1. Imagine an equilateral triangle DEF with side length of 2 (and area 3^0.5) with side midpoints A,B and C (See fig 1 attached). The grey area is the area we want to find. The triangles ABD, ACF and BCE are all equilateral with side length 1 and so triangle ABC is as well (and has area [3^0.5]/4). Consider circle C. Because CB and CA are of length 1, they are radii of the circle. The area of the 60 degree wedge ACB (Dark grey) has area pi/6. Triple this area for each of the three circle arcs and subtact the area of the triangle ABC twice to get the area we want: (pi-[3^0.5])/2. Or proportional to the triangle DEF: [pi-(3^0.5):2(3^0.5)]. About 0.407:1.

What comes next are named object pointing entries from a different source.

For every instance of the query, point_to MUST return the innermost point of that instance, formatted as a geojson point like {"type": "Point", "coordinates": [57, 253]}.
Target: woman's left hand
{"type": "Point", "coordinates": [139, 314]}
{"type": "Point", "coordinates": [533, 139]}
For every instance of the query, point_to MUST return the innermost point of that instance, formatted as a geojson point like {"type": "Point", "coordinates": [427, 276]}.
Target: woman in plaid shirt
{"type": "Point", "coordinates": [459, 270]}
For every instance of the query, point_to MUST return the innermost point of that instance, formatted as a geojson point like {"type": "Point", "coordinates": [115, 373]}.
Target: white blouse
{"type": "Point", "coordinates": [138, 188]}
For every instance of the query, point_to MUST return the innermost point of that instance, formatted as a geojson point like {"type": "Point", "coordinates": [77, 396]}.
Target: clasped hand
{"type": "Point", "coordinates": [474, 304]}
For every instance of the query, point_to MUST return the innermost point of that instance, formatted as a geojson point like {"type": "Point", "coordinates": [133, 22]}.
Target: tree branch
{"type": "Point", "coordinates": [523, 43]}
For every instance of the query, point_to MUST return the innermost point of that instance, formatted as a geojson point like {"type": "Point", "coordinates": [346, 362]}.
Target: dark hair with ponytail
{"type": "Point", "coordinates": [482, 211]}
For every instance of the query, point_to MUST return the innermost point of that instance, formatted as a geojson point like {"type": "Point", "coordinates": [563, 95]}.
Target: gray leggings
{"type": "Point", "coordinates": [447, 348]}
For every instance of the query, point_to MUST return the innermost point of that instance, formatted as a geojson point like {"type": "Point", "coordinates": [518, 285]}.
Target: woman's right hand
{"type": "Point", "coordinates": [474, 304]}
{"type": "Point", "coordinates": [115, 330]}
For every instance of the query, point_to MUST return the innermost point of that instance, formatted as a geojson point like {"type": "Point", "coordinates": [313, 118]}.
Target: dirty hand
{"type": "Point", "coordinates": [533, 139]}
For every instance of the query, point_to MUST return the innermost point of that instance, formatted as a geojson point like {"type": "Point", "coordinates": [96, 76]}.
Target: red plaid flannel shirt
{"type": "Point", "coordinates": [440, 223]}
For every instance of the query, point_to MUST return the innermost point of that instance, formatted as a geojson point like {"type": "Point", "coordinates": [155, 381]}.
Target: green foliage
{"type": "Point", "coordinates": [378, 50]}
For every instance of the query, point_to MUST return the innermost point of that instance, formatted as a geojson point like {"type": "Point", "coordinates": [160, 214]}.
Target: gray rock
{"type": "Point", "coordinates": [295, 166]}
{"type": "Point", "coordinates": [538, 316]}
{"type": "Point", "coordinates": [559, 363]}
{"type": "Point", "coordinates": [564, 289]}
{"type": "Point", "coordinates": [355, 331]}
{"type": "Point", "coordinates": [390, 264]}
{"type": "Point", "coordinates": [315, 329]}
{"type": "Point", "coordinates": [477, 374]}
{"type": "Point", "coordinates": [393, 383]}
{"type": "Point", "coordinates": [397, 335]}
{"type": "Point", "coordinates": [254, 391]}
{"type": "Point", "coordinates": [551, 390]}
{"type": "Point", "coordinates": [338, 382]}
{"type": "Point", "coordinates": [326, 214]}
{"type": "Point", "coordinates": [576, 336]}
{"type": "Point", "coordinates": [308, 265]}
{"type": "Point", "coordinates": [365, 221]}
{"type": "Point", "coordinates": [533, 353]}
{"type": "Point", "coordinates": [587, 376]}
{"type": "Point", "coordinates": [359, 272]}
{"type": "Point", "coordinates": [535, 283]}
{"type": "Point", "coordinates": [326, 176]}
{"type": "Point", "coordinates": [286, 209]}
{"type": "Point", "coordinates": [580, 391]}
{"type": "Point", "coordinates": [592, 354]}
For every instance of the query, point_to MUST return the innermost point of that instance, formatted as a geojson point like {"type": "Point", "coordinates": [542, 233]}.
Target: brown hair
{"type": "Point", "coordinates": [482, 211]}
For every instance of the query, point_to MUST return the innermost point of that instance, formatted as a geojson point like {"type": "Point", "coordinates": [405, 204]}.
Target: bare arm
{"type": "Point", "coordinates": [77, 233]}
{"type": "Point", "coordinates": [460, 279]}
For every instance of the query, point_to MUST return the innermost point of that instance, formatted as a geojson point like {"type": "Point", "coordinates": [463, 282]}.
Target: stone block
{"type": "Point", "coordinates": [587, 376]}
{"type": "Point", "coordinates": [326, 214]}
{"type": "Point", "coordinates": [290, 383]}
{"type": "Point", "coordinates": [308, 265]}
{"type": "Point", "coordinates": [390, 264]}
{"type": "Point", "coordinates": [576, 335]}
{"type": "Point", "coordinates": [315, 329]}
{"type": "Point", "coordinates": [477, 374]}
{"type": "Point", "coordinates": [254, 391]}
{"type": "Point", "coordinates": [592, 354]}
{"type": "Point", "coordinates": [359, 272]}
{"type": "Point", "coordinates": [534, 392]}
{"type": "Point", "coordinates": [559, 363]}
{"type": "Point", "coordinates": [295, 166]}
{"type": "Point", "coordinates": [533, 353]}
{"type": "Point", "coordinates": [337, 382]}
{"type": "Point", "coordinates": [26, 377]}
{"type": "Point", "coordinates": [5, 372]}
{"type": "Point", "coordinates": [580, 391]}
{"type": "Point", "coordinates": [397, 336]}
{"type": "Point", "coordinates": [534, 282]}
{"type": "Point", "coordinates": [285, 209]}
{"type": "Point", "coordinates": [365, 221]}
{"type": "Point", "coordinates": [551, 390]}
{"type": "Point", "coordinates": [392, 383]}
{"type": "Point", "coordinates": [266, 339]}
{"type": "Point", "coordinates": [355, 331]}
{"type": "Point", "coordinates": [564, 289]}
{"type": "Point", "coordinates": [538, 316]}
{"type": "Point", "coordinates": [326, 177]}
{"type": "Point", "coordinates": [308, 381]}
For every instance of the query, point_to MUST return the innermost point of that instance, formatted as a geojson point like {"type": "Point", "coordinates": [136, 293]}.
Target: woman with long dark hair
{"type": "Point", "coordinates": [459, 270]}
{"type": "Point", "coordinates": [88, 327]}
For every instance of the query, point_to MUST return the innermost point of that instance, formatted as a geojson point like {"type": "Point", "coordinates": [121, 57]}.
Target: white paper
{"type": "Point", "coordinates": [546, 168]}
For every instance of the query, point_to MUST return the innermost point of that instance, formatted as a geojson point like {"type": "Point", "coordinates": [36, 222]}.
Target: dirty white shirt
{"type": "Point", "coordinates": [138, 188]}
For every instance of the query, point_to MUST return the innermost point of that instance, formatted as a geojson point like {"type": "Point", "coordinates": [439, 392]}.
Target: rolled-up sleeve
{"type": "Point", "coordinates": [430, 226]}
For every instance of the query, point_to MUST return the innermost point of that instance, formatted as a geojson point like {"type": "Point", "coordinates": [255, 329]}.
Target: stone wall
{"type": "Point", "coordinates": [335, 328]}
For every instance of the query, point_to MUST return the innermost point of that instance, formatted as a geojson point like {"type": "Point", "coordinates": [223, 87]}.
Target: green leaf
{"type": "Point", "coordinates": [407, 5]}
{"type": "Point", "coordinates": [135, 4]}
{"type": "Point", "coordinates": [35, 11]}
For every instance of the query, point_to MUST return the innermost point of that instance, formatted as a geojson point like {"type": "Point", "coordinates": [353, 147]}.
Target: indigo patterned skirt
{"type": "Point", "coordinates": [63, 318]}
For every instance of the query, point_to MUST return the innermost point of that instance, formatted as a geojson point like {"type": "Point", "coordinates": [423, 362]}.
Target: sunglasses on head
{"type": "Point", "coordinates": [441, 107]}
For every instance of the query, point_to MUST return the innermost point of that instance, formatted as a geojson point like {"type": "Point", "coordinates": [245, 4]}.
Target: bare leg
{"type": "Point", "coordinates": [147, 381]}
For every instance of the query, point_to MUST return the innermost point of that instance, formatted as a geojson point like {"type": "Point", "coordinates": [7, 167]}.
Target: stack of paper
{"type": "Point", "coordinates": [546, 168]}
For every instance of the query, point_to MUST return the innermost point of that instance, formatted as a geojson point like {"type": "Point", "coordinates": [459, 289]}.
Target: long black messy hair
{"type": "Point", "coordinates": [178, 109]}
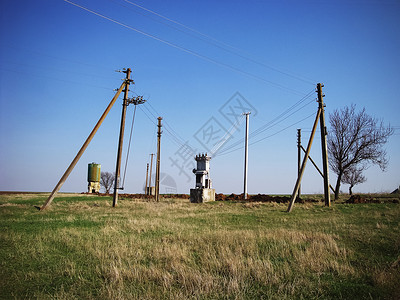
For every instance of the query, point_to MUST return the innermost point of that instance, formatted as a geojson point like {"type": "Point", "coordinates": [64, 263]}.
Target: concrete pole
{"type": "Point", "coordinates": [324, 145]}
{"type": "Point", "coordinates": [246, 155]}
{"type": "Point", "coordinates": [83, 148]}
{"type": "Point", "coordinates": [158, 159]}
{"type": "Point", "coordinates": [298, 158]}
{"type": "Point", "coordinates": [121, 137]}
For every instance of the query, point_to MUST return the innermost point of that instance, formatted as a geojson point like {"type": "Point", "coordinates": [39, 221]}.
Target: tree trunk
{"type": "Point", "coordinates": [337, 187]}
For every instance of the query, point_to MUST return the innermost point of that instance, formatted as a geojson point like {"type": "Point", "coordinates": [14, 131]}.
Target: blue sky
{"type": "Point", "coordinates": [191, 60]}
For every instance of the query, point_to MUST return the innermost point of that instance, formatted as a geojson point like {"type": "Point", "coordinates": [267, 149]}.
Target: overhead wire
{"type": "Point", "coordinates": [264, 138]}
{"type": "Point", "coordinates": [280, 118]}
{"type": "Point", "coordinates": [227, 135]}
{"type": "Point", "coordinates": [218, 43]}
{"type": "Point", "coordinates": [194, 53]}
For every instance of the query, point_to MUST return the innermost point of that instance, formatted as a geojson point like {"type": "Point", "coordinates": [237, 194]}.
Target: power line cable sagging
{"type": "Point", "coordinates": [229, 148]}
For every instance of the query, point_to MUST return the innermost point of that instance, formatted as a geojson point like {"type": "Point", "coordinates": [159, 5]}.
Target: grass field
{"type": "Point", "coordinates": [82, 248]}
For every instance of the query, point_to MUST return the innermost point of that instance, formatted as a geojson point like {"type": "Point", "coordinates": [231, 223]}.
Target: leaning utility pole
{"type": "Point", "coordinates": [147, 177]}
{"type": "Point", "coordinates": [121, 136]}
{"type": "Point", "coordinates": [324, 147]}
{"type": "Point", "coordinates": [298, 158]}
{"type": "Point", "coordinates": [320, 117]}
{"type": "Point", "coordinates": [246, 155]}
{"type": "Point", "coordinates": [158, 159]}
{"type": "Point", "coordinates": [83, 148]}
{"type": "Point", "coordinates": [151, 168]}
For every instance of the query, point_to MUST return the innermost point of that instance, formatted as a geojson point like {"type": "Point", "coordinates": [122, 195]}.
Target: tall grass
{"type": "Point", "coordinates": [81, 248]}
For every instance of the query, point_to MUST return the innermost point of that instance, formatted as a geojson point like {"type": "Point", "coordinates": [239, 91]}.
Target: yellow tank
{"type": "Point", "coordinates": [94, 172]}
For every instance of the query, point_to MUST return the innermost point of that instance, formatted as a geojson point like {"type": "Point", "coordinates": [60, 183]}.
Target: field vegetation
{"type": "Point", "coordinates": [82, 248]}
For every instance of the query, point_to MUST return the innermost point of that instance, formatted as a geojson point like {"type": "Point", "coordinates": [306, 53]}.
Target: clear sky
{"type": "Point", "coordinates": [195, 62]}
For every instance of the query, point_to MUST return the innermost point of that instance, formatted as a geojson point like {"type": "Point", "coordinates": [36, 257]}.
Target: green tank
{"type": "Point", "coordinates": [94, 172]}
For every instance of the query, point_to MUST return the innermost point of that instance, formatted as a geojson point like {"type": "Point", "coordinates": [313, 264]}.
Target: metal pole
{"type": "Point", "coordinates": [82, 150]}
{"type": "Point", "coordinates": [324, 145]}
{"type": "Point", "coordinates": [303, 165]}
{"type": "Point", "coordinates": [246, 155]}
{"type": "Point", "coordinates": [147, 177]}
{"type": "Point", "coordinates": [121, 137]}
{"type": "Point", "coordinates": [158, 160]}
{"type": "Point", "coordinates": [298, 158]}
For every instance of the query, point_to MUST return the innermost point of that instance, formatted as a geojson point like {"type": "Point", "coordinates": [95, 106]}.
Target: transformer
{"type": "Point", "coordinates": [203, 191]}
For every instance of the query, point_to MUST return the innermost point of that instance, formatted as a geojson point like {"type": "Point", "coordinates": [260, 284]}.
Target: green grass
{"type": "Point", "coordinates": [82, 248]}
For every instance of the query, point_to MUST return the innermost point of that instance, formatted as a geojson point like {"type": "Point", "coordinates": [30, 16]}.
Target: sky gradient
{"type": "Point", "coordinates": [195, 62]}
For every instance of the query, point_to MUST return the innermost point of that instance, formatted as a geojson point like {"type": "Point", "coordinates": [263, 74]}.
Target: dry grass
{"type": "Point", "coordinates": [81, 248]}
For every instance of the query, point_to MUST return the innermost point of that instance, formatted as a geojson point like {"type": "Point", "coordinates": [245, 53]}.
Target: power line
{"type": "Point", "coordinates": [218, 43]}
{"type": "Point", "coordinates": [264, 138]}
{"type": "Point", "coordinates": [206, 58]}
{"type": "Point", "coordinates": [276, 120]}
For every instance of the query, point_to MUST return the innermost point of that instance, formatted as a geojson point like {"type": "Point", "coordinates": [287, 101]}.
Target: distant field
{"type": "Point", "coordinates": [82, 248]}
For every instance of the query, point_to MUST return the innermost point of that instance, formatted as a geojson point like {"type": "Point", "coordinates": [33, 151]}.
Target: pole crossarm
{"type": "Point", "coordinates": [83, 148]}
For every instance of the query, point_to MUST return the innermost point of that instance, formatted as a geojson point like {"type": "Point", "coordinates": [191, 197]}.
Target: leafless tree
{"type": "Point", "coordinates": [355, 140]}
{"type": "Point", "coordinates": [352, 176]}
{"type": "Point", "coordinates": [106, 180]}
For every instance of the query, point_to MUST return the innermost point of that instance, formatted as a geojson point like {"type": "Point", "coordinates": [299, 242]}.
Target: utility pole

2. Imagine an equilateral triangle HIJ with side length of 3 (and area [9{3^0.5}]/4) with points at 1 unit intervals along each side A,B,C,D,E and F (See fig 2 attached). The grey area isthe area we want to find. All the small triangles formed in the figure are equilateral triangles with side length 1. This is apparent if we look at the smaller triangles CFH, BEI and ADJ, which are all the same as the triangle from the previous solution. To get the area we want we add triangle DEG to Wedge ABG (The dark grey areas) and multiply by 3. We get: (2pi + 3[3^0.5])/4. Proportional to Triangle HIJ: (2pi + 3[3^0.5])/(9[3^0.5]). About 0.736:1

I may have made some computational errors here somewhere but I think the method is correct.

-Tuck

[Guest]

i only did #1

[x(.5x*√3).5]-3[.5x(.25x*√3)-(pi*x^2*.167-(.5x*√3*.5x))]

x=side length

take the triangle area

break up the bigger triangle into 4 triangles

subtract the area of one of the smaller triangles

add the circle arc to the subtraction

substract a triangle from the arc

multiply step 2 to now by 3 and subtract it all from the regualr triangle area

i hope i did it right

Edited September 20, 2009 by houston9388

[Guest]

Let Area of overlap be O (DGEHFID)

Let C = area of each circle

T = area of triangle ABC

t = area of triangle DEF

DEF is also equilateral triangle with sides 1/2 the size of ABC

then, O = 1/6C - 2t

where, t = 1/4T

then O = 1/6C - 1/2T

C = pi.x²

T = root(3)/4x²

C = 4.pi.T/root(3)

C = 7.26T

then, O = 0.7092 T

O ~= t/ root(2)

Let P be the areas pf remaining pieces

T = area of triangle ABC

C = area of circle

c = area of arc GFJ

t = area of triangle OGF

then, P = T - C + 3c

OGF is an equilateral triangle with sides 1/3rd the size of triangle ABC

then, c = 1/6C - t

where, t = T/9

C = pi.x²

T = root(3)/4 . 9x²

C = pi.T.4 / 9 root(3)

C = 0.80 T

c = 0.80 T/6 - T/9

c = 0.02 T

P = T - 0,80 T + 0,06T

P = 0,2636 T